I may try emulating the 3DO or other ports due to the issues below.
The MS-DOS version is plagued by being very sensitive to processor speed, the double tap to run controls and slow screen loading times. The music may fail to play if the processor is too fast. The double tap may be difficult or impossible, as you have to do it very quickly with a faster processor. I believe what the game expects is a 386. This video seems to be a faithful representation of what the game should actually be like. I am not sure whether the CD music suffers from this issue also. There is a fix for the double tap speed – mentioned in this post in the VOGONS forum.
In DOSBox, “core = auto” and “cycles = 8000” together with the fix above seems to be a good configuration. I haven’t tested it on PCEm, which likely would emulate it closest.

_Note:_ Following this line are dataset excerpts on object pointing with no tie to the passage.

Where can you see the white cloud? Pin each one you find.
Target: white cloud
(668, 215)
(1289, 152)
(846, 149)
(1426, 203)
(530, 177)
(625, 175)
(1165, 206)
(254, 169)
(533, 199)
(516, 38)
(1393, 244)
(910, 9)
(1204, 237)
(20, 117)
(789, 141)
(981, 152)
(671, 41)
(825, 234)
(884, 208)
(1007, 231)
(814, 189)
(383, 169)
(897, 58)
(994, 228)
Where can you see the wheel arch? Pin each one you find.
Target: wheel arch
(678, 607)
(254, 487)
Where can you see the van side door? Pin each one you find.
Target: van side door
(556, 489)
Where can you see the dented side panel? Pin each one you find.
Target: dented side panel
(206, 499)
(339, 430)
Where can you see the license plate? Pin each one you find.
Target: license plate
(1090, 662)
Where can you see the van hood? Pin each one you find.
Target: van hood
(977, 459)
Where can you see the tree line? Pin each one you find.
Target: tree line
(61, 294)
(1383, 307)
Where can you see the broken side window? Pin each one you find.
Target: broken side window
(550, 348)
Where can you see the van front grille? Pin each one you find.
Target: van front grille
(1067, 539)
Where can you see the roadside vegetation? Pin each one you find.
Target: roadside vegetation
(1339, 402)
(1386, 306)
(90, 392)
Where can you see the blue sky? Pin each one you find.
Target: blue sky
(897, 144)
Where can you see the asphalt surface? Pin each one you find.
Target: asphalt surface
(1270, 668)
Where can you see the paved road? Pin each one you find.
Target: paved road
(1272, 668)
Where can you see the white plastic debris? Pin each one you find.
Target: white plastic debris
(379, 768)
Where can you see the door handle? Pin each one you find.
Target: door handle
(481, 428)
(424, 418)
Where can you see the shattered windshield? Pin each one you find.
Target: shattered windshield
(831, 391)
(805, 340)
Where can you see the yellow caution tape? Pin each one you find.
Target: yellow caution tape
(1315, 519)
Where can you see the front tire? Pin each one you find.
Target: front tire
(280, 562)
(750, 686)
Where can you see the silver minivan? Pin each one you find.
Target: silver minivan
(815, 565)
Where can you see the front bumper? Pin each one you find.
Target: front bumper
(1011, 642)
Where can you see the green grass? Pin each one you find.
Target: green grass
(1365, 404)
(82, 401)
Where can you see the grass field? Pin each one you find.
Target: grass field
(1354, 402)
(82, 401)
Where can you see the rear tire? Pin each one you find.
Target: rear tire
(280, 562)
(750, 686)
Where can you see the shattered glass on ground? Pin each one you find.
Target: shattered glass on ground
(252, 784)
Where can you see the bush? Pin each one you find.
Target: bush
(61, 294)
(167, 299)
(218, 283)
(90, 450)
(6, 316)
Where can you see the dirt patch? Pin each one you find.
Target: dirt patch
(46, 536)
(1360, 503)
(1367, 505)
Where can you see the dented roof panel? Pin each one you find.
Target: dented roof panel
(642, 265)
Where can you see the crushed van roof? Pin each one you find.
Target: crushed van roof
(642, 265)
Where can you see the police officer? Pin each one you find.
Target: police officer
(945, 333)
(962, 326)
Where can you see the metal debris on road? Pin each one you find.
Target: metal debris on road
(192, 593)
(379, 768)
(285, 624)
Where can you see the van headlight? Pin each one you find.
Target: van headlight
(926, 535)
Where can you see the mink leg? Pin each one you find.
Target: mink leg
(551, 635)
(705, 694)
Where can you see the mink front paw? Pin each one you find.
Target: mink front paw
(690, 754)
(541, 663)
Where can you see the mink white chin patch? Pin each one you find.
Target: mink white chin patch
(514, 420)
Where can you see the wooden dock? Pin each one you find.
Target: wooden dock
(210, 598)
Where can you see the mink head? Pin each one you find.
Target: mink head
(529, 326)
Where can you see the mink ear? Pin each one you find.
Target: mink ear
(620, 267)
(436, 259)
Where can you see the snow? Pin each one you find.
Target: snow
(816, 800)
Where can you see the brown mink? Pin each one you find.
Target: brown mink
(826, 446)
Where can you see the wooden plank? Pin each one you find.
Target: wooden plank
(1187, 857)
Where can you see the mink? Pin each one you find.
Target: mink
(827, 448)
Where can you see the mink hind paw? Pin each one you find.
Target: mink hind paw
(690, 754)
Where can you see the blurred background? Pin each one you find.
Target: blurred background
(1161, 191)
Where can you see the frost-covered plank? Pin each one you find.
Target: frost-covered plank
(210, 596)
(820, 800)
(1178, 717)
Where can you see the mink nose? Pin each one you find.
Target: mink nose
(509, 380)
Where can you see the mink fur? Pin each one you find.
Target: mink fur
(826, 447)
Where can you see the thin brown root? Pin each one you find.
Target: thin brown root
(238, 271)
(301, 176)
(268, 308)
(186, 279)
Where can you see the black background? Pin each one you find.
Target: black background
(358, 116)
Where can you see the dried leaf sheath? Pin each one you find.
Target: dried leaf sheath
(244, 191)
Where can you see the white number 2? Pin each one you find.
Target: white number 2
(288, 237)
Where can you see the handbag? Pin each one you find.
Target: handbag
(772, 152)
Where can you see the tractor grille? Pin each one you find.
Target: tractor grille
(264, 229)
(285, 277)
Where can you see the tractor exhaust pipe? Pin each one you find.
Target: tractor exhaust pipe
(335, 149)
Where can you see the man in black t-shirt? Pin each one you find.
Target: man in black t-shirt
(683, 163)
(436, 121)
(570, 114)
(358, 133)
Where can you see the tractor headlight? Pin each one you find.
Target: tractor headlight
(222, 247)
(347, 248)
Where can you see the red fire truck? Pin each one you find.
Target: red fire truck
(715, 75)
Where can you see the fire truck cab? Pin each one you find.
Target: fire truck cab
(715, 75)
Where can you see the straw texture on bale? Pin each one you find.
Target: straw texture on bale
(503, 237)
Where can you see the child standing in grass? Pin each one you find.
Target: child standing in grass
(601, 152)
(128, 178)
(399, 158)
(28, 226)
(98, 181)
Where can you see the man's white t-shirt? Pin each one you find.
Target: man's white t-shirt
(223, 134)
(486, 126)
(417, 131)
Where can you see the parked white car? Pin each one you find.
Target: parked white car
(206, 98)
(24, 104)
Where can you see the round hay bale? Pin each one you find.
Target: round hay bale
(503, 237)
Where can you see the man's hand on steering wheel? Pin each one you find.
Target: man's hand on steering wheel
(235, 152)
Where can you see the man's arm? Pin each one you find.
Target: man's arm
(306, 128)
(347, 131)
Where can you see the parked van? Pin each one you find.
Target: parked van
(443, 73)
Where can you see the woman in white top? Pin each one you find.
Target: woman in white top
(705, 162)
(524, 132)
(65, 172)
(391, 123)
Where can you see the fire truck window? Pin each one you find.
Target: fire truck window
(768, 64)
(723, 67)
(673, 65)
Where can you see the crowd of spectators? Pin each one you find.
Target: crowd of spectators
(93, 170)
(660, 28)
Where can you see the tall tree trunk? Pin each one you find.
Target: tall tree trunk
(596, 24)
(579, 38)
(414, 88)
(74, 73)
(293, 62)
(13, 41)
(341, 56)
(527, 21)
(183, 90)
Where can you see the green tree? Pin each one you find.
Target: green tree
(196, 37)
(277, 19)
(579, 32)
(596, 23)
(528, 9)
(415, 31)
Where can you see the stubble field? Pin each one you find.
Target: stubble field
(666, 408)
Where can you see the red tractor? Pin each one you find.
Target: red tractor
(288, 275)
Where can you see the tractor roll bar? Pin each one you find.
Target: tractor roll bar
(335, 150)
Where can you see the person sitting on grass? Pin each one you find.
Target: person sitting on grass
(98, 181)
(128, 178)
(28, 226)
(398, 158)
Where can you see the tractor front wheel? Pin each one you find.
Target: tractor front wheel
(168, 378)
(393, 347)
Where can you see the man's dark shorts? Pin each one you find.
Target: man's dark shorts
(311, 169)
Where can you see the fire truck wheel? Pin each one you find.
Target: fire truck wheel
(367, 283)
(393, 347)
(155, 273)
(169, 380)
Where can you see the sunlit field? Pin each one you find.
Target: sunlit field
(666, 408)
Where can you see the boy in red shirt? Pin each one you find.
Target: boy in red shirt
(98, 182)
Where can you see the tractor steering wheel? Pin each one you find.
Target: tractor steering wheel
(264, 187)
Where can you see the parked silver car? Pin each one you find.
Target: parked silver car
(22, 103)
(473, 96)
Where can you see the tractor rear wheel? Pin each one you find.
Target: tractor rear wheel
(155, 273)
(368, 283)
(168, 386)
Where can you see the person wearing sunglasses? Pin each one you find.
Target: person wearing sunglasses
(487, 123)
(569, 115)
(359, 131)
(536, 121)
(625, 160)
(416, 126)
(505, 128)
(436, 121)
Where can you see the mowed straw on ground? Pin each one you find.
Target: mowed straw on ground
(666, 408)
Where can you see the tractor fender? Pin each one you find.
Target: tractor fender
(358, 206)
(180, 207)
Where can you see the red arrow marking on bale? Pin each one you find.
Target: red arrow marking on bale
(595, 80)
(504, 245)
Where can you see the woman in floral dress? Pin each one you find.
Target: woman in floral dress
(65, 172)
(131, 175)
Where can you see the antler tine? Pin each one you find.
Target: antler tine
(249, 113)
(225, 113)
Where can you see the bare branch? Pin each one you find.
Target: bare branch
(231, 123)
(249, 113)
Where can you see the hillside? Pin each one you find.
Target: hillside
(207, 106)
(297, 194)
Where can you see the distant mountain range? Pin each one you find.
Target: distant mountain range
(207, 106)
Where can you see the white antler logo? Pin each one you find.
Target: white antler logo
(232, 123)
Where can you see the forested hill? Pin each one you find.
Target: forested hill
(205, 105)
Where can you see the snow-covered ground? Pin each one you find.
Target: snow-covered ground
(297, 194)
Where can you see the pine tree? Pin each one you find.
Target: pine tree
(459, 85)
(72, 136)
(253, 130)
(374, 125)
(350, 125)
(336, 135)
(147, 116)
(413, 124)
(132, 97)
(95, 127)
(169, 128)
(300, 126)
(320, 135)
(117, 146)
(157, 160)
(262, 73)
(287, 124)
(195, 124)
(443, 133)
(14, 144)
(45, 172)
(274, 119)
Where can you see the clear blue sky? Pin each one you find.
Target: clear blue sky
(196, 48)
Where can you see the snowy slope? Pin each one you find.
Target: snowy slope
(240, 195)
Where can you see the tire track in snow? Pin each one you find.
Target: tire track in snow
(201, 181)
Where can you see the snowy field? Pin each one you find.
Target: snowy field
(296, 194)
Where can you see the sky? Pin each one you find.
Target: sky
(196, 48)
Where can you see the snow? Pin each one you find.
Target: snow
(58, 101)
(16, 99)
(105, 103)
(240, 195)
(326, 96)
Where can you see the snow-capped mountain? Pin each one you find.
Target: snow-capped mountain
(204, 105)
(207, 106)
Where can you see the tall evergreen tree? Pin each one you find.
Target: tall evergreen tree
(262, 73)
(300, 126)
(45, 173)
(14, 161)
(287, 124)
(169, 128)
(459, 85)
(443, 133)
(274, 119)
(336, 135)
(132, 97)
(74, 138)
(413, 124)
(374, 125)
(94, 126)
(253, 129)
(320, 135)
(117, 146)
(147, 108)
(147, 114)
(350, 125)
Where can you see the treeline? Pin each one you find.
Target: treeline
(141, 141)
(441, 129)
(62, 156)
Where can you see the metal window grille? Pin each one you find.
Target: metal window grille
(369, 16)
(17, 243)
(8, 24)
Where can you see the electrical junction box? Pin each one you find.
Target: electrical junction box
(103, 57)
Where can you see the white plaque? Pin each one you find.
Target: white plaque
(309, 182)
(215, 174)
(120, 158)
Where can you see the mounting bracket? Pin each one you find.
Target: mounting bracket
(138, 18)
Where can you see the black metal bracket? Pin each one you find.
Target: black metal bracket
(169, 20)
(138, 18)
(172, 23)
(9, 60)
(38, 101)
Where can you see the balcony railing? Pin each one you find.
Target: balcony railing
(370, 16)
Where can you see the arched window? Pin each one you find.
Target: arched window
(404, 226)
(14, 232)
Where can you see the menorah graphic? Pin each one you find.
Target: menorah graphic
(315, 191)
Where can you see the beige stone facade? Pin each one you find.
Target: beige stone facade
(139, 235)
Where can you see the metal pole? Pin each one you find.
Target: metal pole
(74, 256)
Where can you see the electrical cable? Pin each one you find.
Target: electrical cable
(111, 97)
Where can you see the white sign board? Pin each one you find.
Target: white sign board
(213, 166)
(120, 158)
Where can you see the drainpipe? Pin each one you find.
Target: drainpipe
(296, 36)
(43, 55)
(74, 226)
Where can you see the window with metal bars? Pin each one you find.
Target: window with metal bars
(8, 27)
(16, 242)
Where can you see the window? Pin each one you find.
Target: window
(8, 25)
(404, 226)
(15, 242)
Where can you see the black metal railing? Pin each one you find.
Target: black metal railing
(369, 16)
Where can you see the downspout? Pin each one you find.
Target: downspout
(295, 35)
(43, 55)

There is a engine remake written in C++ called “Free In The Dark” – it seems it was a quite advanced project, however has bugs which cause frequent crashes. It was to be included in ResidualVM also apparently. There is a Github repository and there is a compiled binary going around also, which I managed to run after hunting some .DLLs however I could only manage to go as far as the end of the introductory cutscene.
There is also a very ambitious PICO-8 version.
Overall the game is quite hurt by technical issues (nowadays – less relevant at the time) and clunky controls, the latter of which it may have influenced into a staple of the genre.
Years later Call of the Cthulhu, also a Lovecraftian horror game, made me ragequit in a chase sequence where one has to open a locked door – but unless one is very precise with the aiming, it tries to interact with the door rather than the tiny lock, which is closed – totally kills the immersion, as one feels distanced from the idiot PC.
It also gives me a bit of a desire to make a small game in similar vein – should not be too hard considering the simple interactions.